La solution à la française, quelle mauvaise plaisanterie !

La France chercherait une solution originale dans le domaine de la fin de vie. Voilà l’autre aspect du byzantinisme des débats sur le sujet. Le refus des mots habituellement utilisés (euthanasie et suicide assisté) en dit long sur l’hypocrisie française. Certains ne veulent pas appeler un chat un chat et se réfugient dans l’euphémisme. Pure coquetterie d’une certaine intelligentsia parisienne très éprise d’un vocabulaire épousant son pharisaïsme. Les énarques, à la créativité linguistique surabondante, nous ont certes habitué à cette médiocrité. Mais nous aurions pu nous en dispenser quand il s’agit tout simplement de mourir librement.

 

La grossière propagande des mal informés

Nous ne ferons ni mieux ni plus mal que les autres. Nous accorderons à ceux qui vont mourir le droit de décider du moment. C’est tout, c’est très simple et cela existe depuis des décennies dans certains pays. Contrairement à certaines affirmations, rien de fondamental ne s’est produit dans ces pays depuis l’instauration de l’euthanasie ou du suicide assisté. Un très petit nombre de personnes est concerné. Les outrances de certains articles français concernant la Belgique relèvent d’une propagande grossière et à la limite du ridicule. Les auteurs n’ont de toute évidence aucune expérience personnelle de la situation belge.

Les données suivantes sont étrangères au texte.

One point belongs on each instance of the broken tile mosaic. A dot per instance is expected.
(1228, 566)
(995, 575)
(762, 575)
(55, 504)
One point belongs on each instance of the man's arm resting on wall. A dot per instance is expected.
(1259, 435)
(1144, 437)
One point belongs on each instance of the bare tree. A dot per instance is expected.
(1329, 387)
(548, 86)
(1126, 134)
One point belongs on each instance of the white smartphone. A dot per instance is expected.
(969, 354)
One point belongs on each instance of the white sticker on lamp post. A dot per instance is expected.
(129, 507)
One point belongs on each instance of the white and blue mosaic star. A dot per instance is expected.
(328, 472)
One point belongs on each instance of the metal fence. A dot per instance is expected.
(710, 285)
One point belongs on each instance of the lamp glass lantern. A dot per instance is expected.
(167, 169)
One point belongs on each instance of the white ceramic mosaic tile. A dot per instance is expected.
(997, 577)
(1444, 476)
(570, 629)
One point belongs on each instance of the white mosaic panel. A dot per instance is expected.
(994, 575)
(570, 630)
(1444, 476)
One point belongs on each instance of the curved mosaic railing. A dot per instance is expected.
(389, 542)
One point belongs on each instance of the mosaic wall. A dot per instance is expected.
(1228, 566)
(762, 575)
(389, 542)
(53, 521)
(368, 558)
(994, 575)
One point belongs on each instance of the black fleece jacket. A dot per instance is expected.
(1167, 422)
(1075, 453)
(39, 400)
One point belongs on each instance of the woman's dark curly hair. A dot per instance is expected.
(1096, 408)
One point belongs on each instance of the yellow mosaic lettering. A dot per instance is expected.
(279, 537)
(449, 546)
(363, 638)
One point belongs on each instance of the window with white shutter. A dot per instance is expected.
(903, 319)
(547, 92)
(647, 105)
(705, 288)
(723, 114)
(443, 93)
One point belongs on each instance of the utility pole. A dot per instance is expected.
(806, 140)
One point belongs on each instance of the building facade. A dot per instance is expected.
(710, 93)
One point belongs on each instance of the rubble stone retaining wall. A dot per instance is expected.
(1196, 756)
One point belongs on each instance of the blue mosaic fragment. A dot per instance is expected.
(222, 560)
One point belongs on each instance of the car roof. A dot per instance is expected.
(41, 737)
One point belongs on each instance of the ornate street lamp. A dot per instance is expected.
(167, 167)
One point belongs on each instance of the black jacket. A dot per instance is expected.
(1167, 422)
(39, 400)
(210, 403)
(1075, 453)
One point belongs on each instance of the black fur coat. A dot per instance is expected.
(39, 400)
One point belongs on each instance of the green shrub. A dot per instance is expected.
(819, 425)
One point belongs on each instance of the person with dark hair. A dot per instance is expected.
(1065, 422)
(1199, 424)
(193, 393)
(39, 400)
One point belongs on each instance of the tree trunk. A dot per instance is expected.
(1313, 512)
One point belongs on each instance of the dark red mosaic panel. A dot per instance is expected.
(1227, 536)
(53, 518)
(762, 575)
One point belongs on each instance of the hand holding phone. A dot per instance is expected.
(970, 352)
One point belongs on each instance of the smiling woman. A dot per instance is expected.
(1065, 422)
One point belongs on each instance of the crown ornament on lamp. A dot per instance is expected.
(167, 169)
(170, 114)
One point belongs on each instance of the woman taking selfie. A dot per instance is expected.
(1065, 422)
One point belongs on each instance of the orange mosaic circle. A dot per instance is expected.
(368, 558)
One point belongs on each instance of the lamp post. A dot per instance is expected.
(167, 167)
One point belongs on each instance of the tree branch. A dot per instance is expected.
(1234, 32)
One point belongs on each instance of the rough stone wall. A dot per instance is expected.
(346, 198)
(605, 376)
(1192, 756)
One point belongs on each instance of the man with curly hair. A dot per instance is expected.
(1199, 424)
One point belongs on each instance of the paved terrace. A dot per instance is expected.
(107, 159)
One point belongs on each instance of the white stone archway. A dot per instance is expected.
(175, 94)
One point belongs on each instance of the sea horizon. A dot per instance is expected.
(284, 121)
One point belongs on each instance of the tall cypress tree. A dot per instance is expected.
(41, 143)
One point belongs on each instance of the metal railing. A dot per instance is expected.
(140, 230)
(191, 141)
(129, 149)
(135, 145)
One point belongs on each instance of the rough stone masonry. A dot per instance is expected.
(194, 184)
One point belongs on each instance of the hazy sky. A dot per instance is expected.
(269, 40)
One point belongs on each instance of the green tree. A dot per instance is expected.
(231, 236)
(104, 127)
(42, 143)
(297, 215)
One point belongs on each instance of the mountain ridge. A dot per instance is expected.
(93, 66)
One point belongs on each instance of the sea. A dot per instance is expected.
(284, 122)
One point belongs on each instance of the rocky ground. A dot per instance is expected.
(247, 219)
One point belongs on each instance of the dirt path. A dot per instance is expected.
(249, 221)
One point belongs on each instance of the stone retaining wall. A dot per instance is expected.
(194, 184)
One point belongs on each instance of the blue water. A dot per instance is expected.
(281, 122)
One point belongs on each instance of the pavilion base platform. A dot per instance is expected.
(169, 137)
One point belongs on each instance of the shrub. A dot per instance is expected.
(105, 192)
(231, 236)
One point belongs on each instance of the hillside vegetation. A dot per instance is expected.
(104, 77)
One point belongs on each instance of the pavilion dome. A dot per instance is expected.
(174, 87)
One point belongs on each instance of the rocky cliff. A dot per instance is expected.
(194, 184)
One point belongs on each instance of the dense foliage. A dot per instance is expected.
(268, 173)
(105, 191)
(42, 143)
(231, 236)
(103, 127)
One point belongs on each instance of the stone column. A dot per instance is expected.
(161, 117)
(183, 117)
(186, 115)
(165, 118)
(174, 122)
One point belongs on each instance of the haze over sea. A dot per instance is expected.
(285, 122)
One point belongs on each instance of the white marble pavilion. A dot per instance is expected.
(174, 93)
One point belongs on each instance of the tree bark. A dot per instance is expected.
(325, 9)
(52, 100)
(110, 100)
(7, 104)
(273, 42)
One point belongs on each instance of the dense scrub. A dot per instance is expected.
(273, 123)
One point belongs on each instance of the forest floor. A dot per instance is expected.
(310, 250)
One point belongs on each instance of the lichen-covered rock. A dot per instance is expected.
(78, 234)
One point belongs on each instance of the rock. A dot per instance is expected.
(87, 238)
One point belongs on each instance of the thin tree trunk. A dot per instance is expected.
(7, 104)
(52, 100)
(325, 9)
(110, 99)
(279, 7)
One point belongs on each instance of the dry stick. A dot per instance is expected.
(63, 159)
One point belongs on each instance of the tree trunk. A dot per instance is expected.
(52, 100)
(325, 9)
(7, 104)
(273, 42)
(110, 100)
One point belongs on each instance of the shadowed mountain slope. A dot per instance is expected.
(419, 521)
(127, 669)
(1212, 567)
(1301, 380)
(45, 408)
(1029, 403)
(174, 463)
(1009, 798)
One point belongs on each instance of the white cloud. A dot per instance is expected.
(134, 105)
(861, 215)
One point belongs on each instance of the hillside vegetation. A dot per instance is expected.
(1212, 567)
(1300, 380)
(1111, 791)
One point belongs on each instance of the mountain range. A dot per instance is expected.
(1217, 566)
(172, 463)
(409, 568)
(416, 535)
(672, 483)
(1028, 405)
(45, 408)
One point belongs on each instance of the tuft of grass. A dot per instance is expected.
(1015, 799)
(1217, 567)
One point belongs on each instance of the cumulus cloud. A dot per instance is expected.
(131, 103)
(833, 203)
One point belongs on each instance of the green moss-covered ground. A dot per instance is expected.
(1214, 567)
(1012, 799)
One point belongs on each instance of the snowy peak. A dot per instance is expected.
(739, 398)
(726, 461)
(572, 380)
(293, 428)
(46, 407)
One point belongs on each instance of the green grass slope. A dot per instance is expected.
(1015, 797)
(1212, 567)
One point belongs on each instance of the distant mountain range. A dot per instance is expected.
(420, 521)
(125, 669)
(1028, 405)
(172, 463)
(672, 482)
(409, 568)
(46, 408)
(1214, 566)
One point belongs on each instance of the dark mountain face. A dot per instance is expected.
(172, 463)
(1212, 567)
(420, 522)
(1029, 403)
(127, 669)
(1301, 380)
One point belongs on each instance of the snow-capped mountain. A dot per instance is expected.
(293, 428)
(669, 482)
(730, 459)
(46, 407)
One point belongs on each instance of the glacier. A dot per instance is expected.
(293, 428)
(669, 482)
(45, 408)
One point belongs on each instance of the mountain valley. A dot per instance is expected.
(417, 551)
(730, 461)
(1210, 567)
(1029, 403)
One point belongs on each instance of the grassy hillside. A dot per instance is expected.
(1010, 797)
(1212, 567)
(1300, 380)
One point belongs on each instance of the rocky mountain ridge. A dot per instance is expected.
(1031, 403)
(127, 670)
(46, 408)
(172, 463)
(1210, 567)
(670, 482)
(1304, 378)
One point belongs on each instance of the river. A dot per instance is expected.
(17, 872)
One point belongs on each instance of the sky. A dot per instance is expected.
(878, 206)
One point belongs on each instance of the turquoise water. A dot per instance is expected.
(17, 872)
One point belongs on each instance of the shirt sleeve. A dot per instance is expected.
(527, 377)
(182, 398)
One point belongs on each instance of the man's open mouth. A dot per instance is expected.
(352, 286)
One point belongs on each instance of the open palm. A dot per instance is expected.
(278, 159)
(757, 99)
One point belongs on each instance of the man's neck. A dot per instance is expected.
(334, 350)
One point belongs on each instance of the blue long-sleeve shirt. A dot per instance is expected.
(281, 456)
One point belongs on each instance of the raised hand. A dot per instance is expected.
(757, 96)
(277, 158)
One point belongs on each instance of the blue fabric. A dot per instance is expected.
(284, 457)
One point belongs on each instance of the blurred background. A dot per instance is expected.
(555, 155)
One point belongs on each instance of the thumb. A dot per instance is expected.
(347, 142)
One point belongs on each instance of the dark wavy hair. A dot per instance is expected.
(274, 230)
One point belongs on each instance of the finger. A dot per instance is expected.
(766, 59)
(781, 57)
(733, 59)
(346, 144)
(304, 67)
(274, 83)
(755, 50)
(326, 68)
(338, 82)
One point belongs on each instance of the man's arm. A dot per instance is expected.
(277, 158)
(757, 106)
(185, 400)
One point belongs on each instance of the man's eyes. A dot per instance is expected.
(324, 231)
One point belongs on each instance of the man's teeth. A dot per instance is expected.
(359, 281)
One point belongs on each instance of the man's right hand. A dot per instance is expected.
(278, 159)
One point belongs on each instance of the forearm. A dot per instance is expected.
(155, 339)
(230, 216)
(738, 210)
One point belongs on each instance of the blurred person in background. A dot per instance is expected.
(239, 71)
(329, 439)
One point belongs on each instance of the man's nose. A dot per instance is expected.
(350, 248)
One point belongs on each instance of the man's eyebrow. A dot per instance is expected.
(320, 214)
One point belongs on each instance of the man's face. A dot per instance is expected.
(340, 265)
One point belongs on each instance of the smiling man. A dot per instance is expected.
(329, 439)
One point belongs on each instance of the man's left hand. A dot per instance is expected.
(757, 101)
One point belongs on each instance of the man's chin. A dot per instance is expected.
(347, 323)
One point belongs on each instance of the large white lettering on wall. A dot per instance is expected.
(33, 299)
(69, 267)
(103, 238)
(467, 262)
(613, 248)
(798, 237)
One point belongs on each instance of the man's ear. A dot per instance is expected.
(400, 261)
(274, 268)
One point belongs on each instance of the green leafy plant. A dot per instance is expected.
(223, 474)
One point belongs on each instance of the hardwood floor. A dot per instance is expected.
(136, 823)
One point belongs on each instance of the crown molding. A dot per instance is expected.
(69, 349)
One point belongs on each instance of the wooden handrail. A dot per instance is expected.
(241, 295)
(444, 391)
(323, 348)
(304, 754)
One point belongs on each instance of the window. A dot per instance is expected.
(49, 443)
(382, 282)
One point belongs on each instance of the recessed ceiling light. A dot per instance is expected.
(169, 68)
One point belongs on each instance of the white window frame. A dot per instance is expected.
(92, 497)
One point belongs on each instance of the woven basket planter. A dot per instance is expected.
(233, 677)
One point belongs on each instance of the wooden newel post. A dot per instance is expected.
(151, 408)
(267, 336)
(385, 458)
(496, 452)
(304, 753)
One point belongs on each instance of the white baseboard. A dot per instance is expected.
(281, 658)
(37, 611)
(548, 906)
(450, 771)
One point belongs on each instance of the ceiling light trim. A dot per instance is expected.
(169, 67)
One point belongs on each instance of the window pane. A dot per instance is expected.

Ayant vécu vingt ans en Belgique, je sais que l’écrasante majorité des Belges regardent l’autoritarisme français comme une aberration. J’ai connu plusieurs personnes atteintes de cancers en phase terminale qui ont recouru à l’euthanasie. Elles étaient parfaitement consentantes et l’avaient écrit. Il n’y a eu aucune pression institutionnelle, bien au contraire car les services de soins palliatifs sont plus développés en Belgique qu’en France. Une personne qui m’était chère, âgée de 96 ans, avait rédigé des directives anticipées autorisant l’euthanasie. Ayant conservé jusqu’à la fin sa lucidité, elle n’a pas recouru à l’euthanasie. Elle est morte paisiblement, sous morphine. Aucune incitation à l’euthanasie n’a jamais eu lieu. La liberté de choix a été respectée jusqu’au bout.

 

Un problème philosophique

La vérité est toute simple et relève de la philosophie. Les monothéismes, et en particulier le christianisme, ont accordé à la vie humaine une dimension sacrée. Elle appartient, selon ces croyances, à la divinité et non aux hommes. Cette position est tout à fait respectable et il n’a jamais été question de la remettre en cause. Ceux qui adhèrent à cette vision de la vie et de la mort pourront continuer sans la moindre difficulté à laisser leur dieu décider. Mais de quel droit pourraient-ils, en démocratie, imposer cette conception à l’ensemble de la société, sachant qu’ils ne représentent plus qu’une minorité ?

Pour des personnes de plus en plus nombreuses dans les pays riches d’Occident, la vie et la mort sont l’affaire des hommes et non celle des dieux. Nous décidons librement d’avoir ou non des enfants et il a été difficile d’obtenir cette liberté. Nous avons le droit de décider, si nous le souhaitons, de la date de notre mort.